Thanks for your thoughtful post and thanks for pointing out a mistake in the book that we should remedy in an end note to Chapter 7. I appreciate that. That’s a good catch. I don’t think it destroys the fundamental point behind the chapter–which, by the way, could be applied even more so in critiquing the majority of business research (a good book on this point that I recommend highly is The Halo Effect). Clearly there is some good education research out there, but the majority that finds its way into policy debates stays at a correlation level–or does not get translated in a way that understands the environment in which teachers practice. Even randomized-control trials do not ask the next question (a similar phenomenon plagues health care).
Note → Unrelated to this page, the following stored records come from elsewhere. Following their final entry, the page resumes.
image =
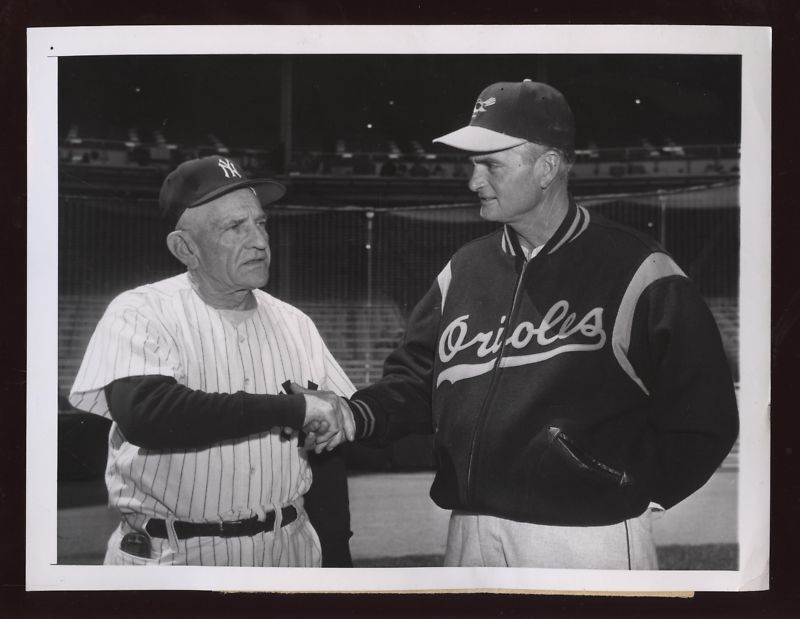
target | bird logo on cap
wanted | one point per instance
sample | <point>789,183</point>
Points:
<point>480,106</point>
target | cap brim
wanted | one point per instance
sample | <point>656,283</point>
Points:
<point>268,191</point>
<point>478,139</point>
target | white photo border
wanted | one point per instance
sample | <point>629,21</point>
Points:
<point>46,45</point>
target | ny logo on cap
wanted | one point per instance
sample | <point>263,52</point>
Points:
<point>480,106</point>
<point>228,167</point>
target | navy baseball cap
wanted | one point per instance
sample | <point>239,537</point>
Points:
<point>508,114</point>
<point>198,181</point>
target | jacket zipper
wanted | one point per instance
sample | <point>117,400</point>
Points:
<point>484,408</point>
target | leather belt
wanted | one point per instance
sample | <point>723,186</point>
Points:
<point>235,528</point>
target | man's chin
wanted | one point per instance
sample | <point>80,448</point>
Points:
<point>257,280</point>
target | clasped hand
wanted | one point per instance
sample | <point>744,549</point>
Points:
<point>328,421</point>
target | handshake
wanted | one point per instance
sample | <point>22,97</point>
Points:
<point>328,421</point>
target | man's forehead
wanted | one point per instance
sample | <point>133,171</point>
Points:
<point>499,154</point>
<point>241,202</point>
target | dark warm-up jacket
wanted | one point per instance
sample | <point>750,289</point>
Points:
<point>571,389</point>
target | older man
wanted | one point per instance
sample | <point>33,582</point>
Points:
<point>572,375</point>
<point>204,464</point>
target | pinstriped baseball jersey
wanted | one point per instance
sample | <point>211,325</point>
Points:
<point>166,329</point>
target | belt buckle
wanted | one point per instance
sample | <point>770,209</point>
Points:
<point>227,528</point>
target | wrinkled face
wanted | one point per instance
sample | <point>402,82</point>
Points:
<point>232,242</point>
<point>506,183</point>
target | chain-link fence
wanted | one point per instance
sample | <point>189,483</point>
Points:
<point>358,271</point>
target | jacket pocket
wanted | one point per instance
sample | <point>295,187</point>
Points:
<point>565,450</point>
<point>566,466</point>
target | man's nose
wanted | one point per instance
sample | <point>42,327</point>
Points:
<point>476,181</point>
<point>259,238</point>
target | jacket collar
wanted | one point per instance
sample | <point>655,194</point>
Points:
<point>574,224</point>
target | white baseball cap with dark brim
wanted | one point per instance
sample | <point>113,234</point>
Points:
<point>508,114</point>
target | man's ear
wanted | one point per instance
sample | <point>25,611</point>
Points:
<point>181,246</point>
<point>550,161</point>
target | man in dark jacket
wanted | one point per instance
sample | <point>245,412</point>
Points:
<point>572,375</point>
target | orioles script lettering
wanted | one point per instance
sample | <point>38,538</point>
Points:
<point>559,332</point>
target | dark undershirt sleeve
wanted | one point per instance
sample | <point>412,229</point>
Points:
<point>155,412</point>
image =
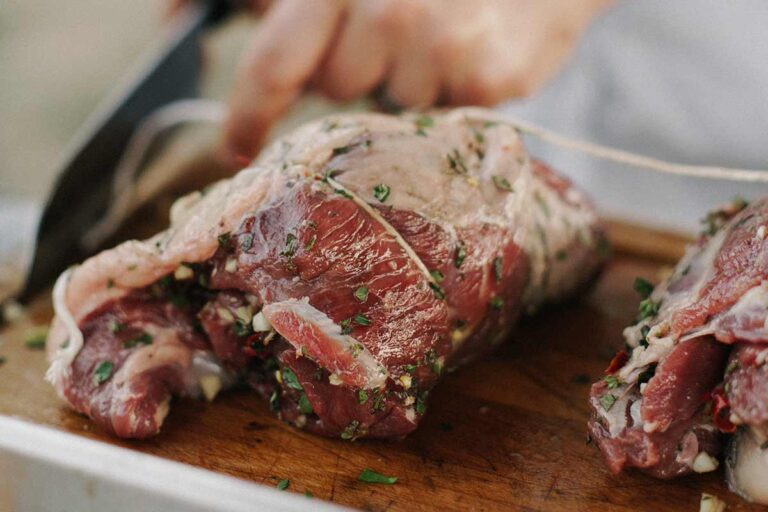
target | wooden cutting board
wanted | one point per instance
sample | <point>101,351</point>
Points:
<point>507,433</point>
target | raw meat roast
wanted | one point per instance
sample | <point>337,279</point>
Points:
<point>339,276</point>
<point>697,368</point>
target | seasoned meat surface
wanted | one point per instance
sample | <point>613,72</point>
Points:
<point>340,276</point>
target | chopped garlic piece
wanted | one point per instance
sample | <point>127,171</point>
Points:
<point>244,314</point>
<point>260,323</point>
<point>183,272</point>
<point>704,463</point>
<point>710,503</point>
<point>211,385</point>
<point>225,315</point>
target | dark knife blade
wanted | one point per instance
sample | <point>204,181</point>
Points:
<point>169,72</point>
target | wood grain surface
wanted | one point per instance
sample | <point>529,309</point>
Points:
<point>507,433</point>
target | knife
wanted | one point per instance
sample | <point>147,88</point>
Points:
<point>169,71</point>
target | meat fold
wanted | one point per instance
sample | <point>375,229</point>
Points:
<point>356,261</point>
<point>696,371</point>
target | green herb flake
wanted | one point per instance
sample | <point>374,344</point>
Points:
<point>361,319</point>
<point>456,162</point>
<point>370,476</point>
<point>304,406</point>
<point>437,290</point>
<point>291,243</point>
<point>643,287</point>
<point>607,401</point>
<point>612,381</point>
<point>421,403</point>
<point>142,339</point>
<point>36,339</point>
<point>224,240</point>
<point>381,192</point>
<point>460,254</point>
<point>242,329</point>
<point>102,372</point>
<point>502,183</point>
<point>114,326</point>
<point>350,431</point>
<point>423,122</point>
<point>310,243</point>
<point>361,293</point>
<point>274,401</point>
<point>648,309</point>
<point>498,266</point>
<point>290,379</point>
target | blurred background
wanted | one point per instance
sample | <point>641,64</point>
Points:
<point>682,80</point>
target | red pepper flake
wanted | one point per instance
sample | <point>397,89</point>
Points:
<point>721,412</point>
<point>618,361</point>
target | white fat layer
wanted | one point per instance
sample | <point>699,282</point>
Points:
<point>376,374</point>
<point>747,466</point>
<point>63,356</point>
<point>698,265</point>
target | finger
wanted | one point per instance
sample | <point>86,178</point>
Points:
<point>283,54</point>
<point>414,79</point>
<point>357,61</point>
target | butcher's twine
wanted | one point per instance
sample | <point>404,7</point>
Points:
<point>200,110</point>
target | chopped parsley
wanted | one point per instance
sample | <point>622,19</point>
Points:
<point>36,340</point>
<point>370,476</point>
<point>437,275</point>
<point>423,122</point>
<point>437,290</point>
<point>498,265</point>
<point>607,401</point>
<point>246,242</point>
<point>290,379</point>
<point>114,326</point>
<point>648,309</point>
<point>102,372</point>
<point>460,254</point>
<point>456,162</point>
<point>350,431</point>
<point>274,401</point>
<point>643,287</point>
<point>310,243</point>
<point>502,183</point>
<point>381,192</point>
<point>361,293</point>
<point>361,319</point>
<point>242,329</point>
<point>304,406</point>
<point>421,402</point>
<point>224,240</point>
<point>142,339</point>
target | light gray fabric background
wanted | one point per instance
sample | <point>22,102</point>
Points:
<point>682,80</point>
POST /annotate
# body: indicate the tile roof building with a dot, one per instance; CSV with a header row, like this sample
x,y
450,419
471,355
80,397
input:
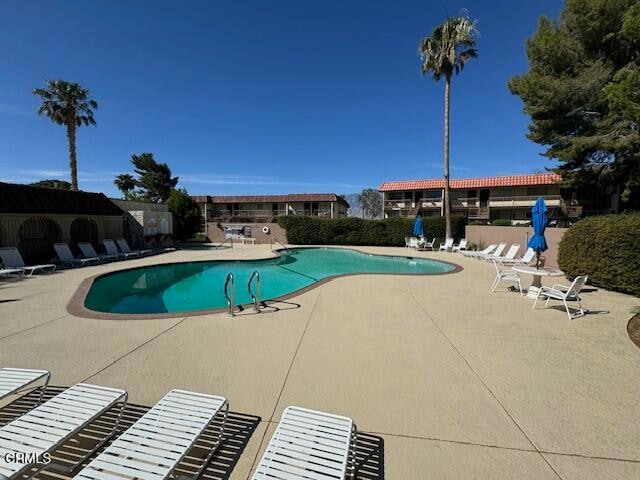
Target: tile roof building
x,y
481,198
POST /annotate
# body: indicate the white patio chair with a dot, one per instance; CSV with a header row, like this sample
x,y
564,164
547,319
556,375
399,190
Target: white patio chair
x,y
496,253
426,245
448,244
475,253
460,247
309,444
65,257
154,445
124,246
11,258
561,292
48,426
510,255
89,252
507,275
528,256
16,380
111,249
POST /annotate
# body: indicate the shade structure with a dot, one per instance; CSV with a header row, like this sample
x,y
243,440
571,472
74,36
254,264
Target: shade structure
x,y
539,222
417,226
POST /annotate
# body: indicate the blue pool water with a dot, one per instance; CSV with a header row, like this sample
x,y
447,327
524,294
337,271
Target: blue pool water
x,y
184,287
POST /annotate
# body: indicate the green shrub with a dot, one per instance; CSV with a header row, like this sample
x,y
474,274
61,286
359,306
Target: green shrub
x,y
606,249
501,222
303,230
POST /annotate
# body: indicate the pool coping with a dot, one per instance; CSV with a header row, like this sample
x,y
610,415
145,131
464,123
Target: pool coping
x,y
76,306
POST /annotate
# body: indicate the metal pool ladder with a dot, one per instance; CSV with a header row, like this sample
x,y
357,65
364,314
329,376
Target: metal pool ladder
x,y
256,297
231,299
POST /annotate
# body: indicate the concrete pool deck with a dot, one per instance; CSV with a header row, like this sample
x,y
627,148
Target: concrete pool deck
x,y
458,382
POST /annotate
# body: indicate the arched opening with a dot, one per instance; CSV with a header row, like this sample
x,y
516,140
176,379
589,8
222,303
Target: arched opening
x,y
83,230
36,237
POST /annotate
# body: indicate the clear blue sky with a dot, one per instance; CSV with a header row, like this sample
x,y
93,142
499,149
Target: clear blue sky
x,y
263,96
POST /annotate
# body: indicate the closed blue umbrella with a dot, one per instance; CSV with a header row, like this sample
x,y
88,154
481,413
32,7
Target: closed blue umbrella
x,y
417,226
539,222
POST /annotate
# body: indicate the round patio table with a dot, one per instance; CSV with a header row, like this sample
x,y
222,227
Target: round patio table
x,y
538,273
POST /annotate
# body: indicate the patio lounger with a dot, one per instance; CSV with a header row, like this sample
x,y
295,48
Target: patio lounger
x,y
89,252
424,245
48,426
505,274
475,253
524,260
496,253
124,246
66,257
15,380
111,248
460,247
154,446
448,243
308,444
11,258
560,292
510,255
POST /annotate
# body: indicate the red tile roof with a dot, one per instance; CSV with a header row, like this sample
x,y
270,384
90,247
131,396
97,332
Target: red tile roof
x,y
292,197
478,182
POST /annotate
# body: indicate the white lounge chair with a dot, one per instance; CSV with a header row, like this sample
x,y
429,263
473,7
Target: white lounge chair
x,y
48,426
560,292
111,249
11,258
124,246
475,253
505,274
528,256
65,257
308,444
7,272
496,253
460,247
15,380
154,446
510,255
89,252
448,244
426,245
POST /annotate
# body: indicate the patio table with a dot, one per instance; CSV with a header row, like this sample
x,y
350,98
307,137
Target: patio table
x,y
537,273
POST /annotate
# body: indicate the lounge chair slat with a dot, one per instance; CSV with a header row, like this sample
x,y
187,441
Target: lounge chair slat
x,y
153,446
49,425
308,444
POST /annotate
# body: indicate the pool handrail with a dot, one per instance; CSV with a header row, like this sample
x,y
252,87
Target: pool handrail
x,y
278,241
231,300
230,240
255,298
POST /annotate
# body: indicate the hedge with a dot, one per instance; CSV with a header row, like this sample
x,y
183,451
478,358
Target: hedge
x,y
605,248
304,230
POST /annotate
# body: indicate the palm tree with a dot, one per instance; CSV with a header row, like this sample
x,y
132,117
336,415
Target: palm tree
x,y
125,183
444,54
67,103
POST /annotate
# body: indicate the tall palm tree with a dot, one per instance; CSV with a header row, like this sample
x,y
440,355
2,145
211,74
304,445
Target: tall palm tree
x,y
443,54
125,183
67,103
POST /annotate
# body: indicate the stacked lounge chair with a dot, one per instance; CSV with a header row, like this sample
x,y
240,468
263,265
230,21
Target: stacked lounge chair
x,y
66,257
12,259
309,444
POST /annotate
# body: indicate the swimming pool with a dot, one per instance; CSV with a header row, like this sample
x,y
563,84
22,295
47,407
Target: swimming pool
x,y
197,286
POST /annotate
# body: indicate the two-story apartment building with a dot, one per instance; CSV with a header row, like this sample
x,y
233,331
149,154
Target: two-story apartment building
x,y
489,198
266,208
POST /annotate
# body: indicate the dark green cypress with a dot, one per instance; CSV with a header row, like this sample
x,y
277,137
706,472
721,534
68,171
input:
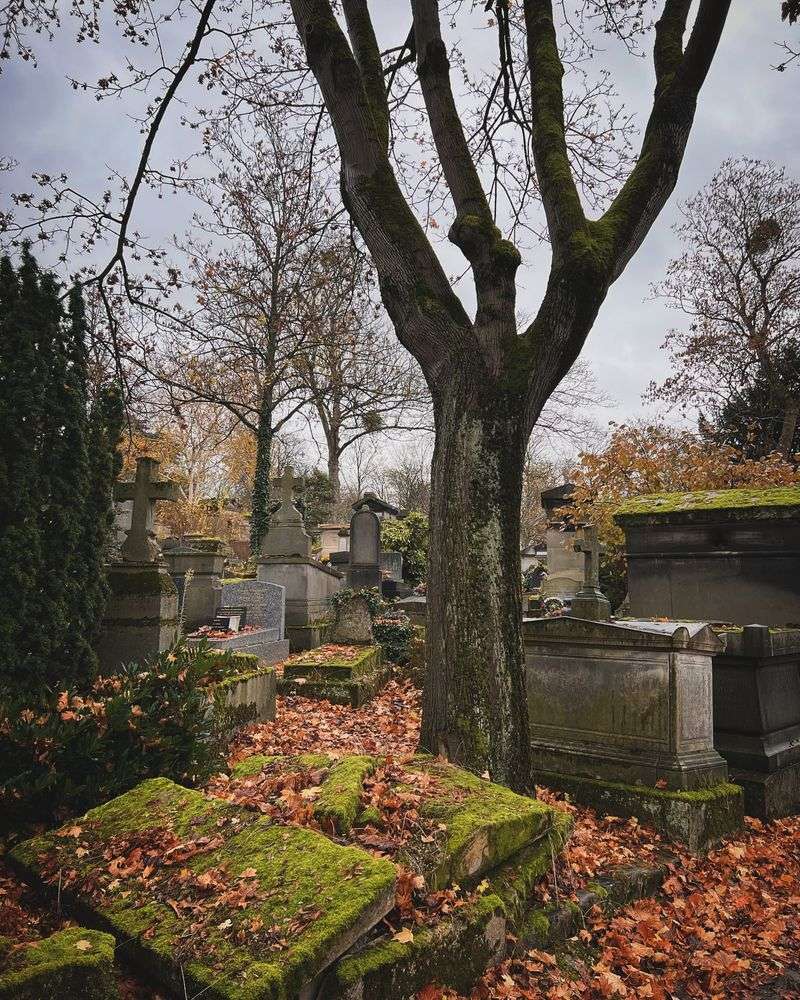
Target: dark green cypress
x,y
21,415
105,464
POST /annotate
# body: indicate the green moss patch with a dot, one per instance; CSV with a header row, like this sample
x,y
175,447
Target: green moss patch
x,y
482,824
334,663
711,500
241,906
72,963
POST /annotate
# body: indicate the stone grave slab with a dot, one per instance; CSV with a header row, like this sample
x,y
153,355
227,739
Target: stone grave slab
x,y
482,834
205,896
344,675
75,962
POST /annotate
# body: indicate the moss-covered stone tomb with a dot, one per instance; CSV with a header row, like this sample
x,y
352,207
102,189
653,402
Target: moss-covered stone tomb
x,y
305,876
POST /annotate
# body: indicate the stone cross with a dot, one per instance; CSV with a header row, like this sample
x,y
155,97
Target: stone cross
x,y
591,547
144,491
589,602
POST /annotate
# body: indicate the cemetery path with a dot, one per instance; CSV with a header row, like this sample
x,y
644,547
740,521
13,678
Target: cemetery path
x,y
725,925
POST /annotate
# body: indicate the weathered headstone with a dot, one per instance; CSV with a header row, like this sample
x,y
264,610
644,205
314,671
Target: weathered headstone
x,y
141,613
590,603
265,603
353,625
565,568
364,570
196,564
286,561
621,717
287,536
718,555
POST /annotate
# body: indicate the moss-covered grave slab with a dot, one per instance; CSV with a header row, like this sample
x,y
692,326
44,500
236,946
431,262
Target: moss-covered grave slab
x,y
202,893
344,675
71,963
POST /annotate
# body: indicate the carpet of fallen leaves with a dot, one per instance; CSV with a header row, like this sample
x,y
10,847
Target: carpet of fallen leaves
x,y
725,926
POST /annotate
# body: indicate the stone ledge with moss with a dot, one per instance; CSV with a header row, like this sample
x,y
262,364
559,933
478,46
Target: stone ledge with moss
x,y
344,675
75,962
699,818
246,907
243,908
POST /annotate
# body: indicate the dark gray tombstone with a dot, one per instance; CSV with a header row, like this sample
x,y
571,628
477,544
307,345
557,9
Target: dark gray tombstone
x,y
364,570
265,603
715,555
757,716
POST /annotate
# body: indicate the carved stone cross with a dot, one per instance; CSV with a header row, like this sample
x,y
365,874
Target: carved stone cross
x,y
144,491
591,547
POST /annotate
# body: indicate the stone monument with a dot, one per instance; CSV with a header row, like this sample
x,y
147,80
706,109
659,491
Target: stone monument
x,y
590,603
733,556
364,568
141,617
620,716
196,565
565,566
286,560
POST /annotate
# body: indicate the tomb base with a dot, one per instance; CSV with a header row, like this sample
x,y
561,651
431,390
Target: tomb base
x,y
757,716
770,796
141,617
697,818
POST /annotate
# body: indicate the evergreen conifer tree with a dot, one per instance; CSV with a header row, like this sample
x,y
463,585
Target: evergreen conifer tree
x,y
58,462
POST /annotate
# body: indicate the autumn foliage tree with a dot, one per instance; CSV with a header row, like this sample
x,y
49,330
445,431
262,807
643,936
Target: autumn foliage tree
x,y
738,283
658,458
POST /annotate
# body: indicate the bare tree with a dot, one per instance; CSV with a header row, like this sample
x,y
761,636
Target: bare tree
x,y
738,281
489,380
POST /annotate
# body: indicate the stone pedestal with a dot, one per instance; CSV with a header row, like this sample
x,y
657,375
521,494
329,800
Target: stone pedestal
x,y
621,716
205,558
757,716
715,555
309,585
564,564
141,618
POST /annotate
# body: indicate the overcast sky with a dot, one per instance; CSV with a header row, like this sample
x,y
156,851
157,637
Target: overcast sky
x,y
746,108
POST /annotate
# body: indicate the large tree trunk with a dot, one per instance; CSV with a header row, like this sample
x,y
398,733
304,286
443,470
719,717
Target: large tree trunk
x,y
791,414
259,520
474,709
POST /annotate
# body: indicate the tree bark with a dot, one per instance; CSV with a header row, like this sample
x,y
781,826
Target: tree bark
x,y
474,707
791,414
259,520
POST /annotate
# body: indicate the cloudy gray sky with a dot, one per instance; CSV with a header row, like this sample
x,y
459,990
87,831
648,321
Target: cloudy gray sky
x,y
746,108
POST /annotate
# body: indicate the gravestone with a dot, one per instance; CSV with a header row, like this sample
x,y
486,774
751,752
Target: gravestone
x,y
265,604
590,603
141,615
353,624
264,635
364,570
621,717
287,562
196,563
719,555
287,535
733,556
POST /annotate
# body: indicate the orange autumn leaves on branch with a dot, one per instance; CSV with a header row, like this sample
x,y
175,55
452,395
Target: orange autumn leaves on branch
x,y
657,458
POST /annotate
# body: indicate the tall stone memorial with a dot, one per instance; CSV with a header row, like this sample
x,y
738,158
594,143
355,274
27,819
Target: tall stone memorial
x,y
364,569
286,560
141,618
196,565
732,557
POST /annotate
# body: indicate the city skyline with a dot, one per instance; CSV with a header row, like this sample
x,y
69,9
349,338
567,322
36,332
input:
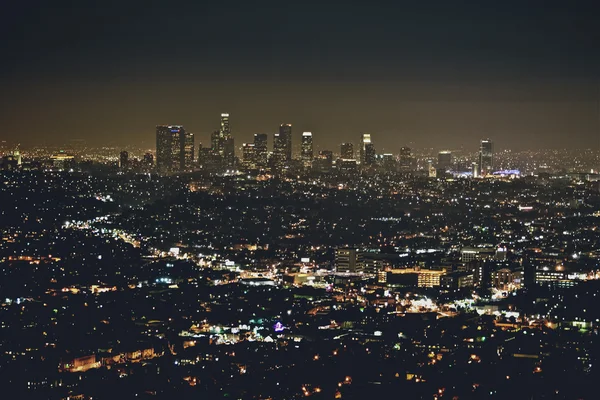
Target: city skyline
x,y
408,73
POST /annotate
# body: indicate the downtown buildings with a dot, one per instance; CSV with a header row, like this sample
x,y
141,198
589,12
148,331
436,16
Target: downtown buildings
x,y
174,149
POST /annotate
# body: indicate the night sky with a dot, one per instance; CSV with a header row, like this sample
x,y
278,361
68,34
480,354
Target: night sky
x,y
439,74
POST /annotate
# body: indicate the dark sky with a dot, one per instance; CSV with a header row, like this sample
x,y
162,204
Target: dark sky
x,y
427,73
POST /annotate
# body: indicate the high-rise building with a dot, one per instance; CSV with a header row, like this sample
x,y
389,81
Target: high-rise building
x,y
365,139
279,152
216,144
346,260
307,149
370,155
444,160
124,160
388,162
406,160
170,142
486,157
323,163
285,135
188,151
249,156
347,151
148,160
261,149
228,147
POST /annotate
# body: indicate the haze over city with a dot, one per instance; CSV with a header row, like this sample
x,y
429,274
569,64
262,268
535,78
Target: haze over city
x,y
431,75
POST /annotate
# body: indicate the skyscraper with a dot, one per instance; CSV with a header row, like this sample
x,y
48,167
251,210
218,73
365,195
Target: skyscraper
x,y
188,151
486,157
260,149
444,160
228,147
307,149
365,139
323,163
347,151
285,135
279,150
170,142
124,160
249,156
406,160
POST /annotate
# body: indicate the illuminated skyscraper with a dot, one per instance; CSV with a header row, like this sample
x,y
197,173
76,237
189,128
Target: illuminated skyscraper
x,y
307,149
188,151
365,140
486,157
406,160
170,143
260,149
228,147
347,151
124,160
225,128
249,156
444,160
323,163
285,135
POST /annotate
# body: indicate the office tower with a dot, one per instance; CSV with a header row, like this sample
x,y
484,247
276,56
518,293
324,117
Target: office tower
x,y
216,143
279,151
486,157
285,135
323,163
249,156
229,152
406,160
260,149
170,141
347,260
347,151
475,170
444,160
204,154
188,151
370,155
432,172
225,129
124,160
388,162
307,149
148,160
228,147
365,139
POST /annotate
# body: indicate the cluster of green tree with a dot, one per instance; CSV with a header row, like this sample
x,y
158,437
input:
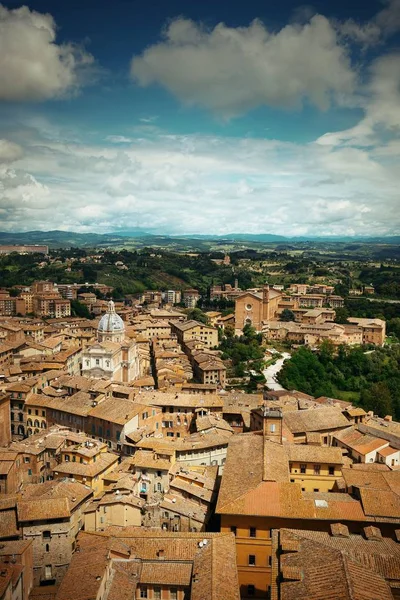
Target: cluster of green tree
x,y
386,280
245,352
221,305
147,269
362,307
80,310
372,376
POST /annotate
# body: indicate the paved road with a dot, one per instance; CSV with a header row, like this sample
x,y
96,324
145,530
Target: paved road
x,y
271,372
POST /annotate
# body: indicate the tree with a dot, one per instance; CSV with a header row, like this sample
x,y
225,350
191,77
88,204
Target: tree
x,y
342,314
196,314
287,315
378,399
80,310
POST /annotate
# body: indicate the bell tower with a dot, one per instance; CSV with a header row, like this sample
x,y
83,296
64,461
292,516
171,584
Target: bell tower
x,y
266,310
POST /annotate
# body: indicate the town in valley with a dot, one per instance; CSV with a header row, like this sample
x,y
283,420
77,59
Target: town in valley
x,y
234,440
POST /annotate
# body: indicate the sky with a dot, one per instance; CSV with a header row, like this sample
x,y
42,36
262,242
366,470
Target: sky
x,y
200,117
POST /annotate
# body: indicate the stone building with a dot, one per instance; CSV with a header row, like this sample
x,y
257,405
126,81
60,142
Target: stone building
x,y
253,307
51,515
113,355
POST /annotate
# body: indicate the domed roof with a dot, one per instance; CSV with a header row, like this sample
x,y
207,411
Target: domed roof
x,y
111,322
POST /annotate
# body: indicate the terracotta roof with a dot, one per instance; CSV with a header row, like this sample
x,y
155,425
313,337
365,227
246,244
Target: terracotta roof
x,y
116,410
166,573
379,554
358,441
318,454
314,419
388,451
329,575
44,509
148,460
74,492
179,399
8,524
161,556
104,460
380,503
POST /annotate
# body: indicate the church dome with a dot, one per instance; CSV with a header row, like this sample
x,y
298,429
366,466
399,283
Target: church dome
x,y
111,322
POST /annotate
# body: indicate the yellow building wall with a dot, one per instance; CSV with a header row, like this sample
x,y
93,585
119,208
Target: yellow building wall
x,y
312,482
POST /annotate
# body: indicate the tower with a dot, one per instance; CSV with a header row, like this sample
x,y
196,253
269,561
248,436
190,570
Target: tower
x,y
272,424
265,309
111,327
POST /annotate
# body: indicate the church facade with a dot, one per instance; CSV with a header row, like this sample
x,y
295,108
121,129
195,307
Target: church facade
x,y
254,307
113,355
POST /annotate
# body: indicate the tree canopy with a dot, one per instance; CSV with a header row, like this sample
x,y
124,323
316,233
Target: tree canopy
x,y
370,378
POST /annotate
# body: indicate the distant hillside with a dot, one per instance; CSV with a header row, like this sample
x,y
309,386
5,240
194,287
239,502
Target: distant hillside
x,y
140,238
59,239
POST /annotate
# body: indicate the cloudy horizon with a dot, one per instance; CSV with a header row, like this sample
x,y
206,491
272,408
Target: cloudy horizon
x,y
243,120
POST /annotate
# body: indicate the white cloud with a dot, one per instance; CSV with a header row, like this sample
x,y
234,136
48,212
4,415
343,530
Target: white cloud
x,y
231,70
118,139
382,107
384,24
9,152
32,65
203,184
As for the other gaps you point out–we pointedly don’t rely on point #3 that you cite. Others write about this, but we ourselves don’t hinge our argument on this point. For point #2 — right now textbook companies of course largely play this role, and we actually envision a world where this goes well beyond a company doing it, as we point out in Chapter 5 so this criticism is not accurate. Lastly, to your point #1 — this sort of misses the point that this is not a book about technology, but a book about transforming a system into a more student-centric one. Technology can be integrated in the current classroom–see Wireless Generation’s success in certain areas–but it has sustained the system, not transformed it. I could go on, but the work of Larry Cuban and ours stands on its own I think.